Avis et analyses des professionnels 
 

Une universitaire a rappelé un certain nombre de principes à prendre en compte, comme celui du service public, du professionnalisme, des conditions pour être considéré comme un professionnel des médias ou un correspondant, la formation et la nécessité pour que les investisseurs ait une relation avec le secteur. Aussi, l’absence d’une loi sur la publicité crée le désordre, les amalgames et les dépassements. 

A l’issue de cette rencontre de concertation, plusieurs recommandations ont été retenues. Il a été convenu de s’inspirer des précédentes lois sur les médias étant donné qu’elles contiennent plusieurs avantages, avec l’exigence de reconsidérer les articles qui constituaient des obstacles et préparer un arsenal juridique dont l’impact s’étend sur le long terme pour relever les défis de l’étape actuelle et future. 

Il s’agit de renoncer au monopole dans le secteur des médias et améliorer les performances des sites web pour leur permettre de jouer leur rôle dans la lutte contre «les campagnes médiatiques malveillantes ciblant l’Algérie». D’autres recommandations ont été approuvées, telles que donner la possibilité aux différents médias de couvrir les activités officielles et renforcer la communication institutionnelle, «élaborer une définition claire du journaliste professionnel», définir la notion de service public dans le cadre juridique du secteur des médias, encourager la formation des journalistes, notamment par la création d’organismes de formation au niveau des entreprises médiatiques publiques et privées, assainir le secteur des «intrus» et assurer la transparence des sources de financement des entreprises médiatiques. 

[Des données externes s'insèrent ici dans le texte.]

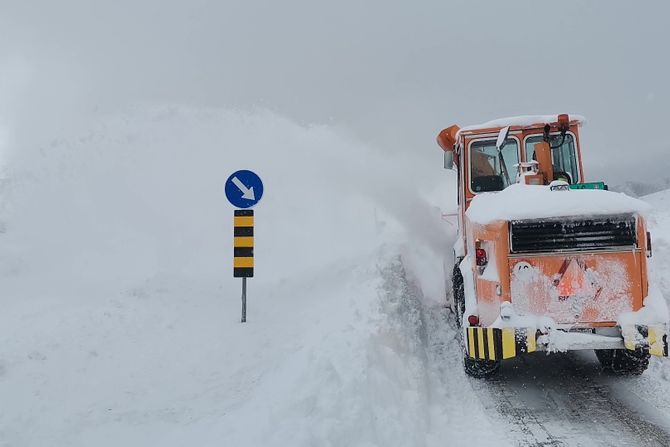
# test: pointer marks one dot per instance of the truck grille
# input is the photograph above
(573, 233)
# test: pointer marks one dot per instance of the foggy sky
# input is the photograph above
(392, 73)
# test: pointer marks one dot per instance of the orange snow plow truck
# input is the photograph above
(545, 261)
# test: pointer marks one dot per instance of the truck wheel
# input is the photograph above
(480, 369)
(623, 361)
(459, 295)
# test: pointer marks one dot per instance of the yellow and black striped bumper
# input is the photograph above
(652, 337)
(498, 344)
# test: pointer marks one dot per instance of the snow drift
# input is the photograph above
(120, 317)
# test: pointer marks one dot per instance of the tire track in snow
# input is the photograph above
(565, 400)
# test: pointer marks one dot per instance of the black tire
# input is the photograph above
(459, 295)
(623, 361)
(480, 369)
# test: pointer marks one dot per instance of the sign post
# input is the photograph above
(244, 189)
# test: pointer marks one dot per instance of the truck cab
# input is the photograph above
(545, 261)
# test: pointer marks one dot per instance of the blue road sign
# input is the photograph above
(244, 189)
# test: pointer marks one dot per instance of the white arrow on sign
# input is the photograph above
(247, 193)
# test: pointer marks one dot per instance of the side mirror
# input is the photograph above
(502, 136)
(448, 159)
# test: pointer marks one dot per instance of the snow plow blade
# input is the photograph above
(498, 344)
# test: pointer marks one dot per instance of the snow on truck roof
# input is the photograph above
(521, 121)
(521, 201)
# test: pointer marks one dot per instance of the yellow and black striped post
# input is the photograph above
(243, 246)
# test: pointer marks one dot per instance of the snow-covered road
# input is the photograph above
(566, 400)
(120, 319)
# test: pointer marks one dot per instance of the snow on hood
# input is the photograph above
(520, 201)
(523, 121)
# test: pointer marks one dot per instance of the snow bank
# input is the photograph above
(520, 201)
(120, 317)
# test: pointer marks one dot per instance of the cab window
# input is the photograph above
(563, 156)
(487, 172)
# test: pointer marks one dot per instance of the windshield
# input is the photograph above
(486, 169)
(563, 157)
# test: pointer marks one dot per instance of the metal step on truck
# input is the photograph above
(545, 261)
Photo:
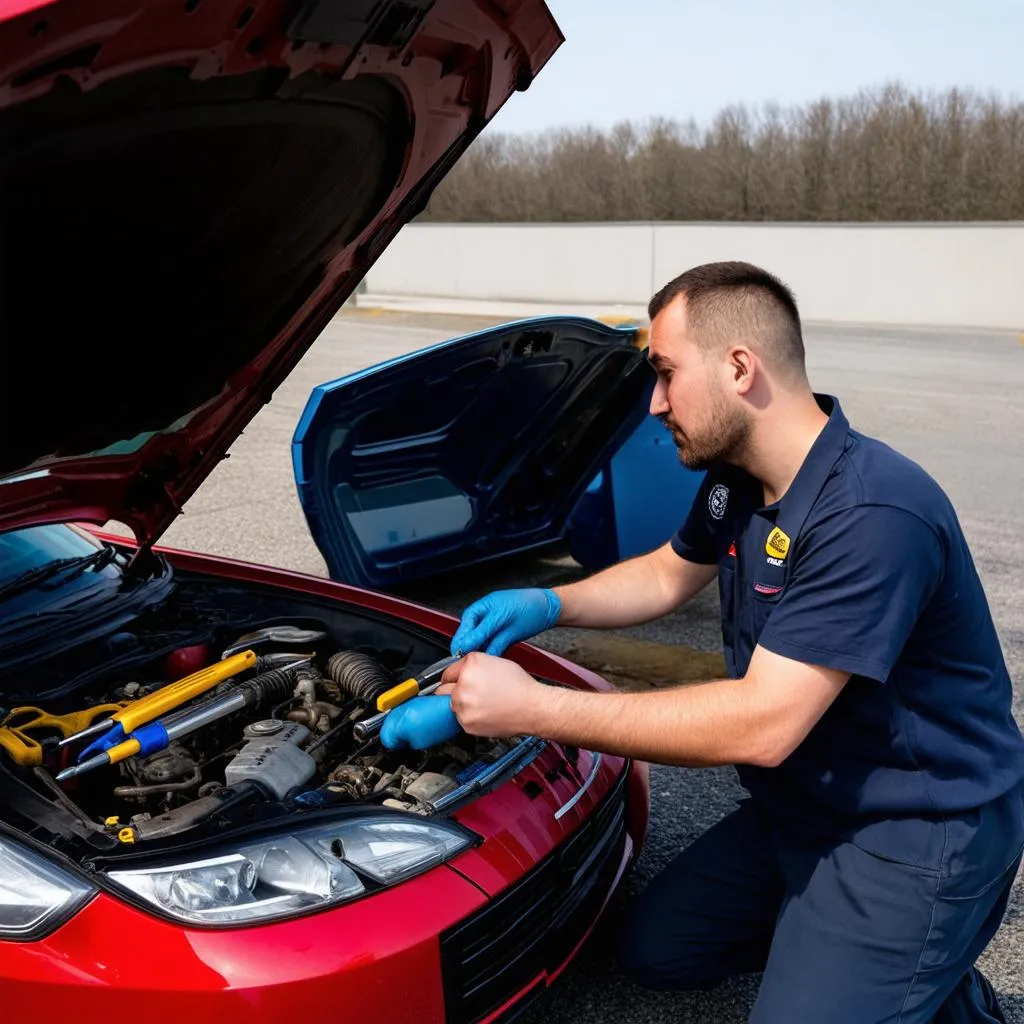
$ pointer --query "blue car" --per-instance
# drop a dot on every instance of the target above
(489, 444)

Autres recommandations : résoudre les problèmes techniques dont souffrent les journalistes en raison du faible débit internet, la nécessité d’organiser des assises nationales pour le secteur des médias, y compris des ateliers qui incluent la presse écrite, les médias électroniques et le secteur audiovisuel, création d’un conseil d’éthique professionnelle, prise en charge des préoccupations sociales et professionnelles des journalistes et encourager la constitution d’organisations syndicales et professionnelles pour cette catégorie et accélérer la promulgation de la loi sur la publicité.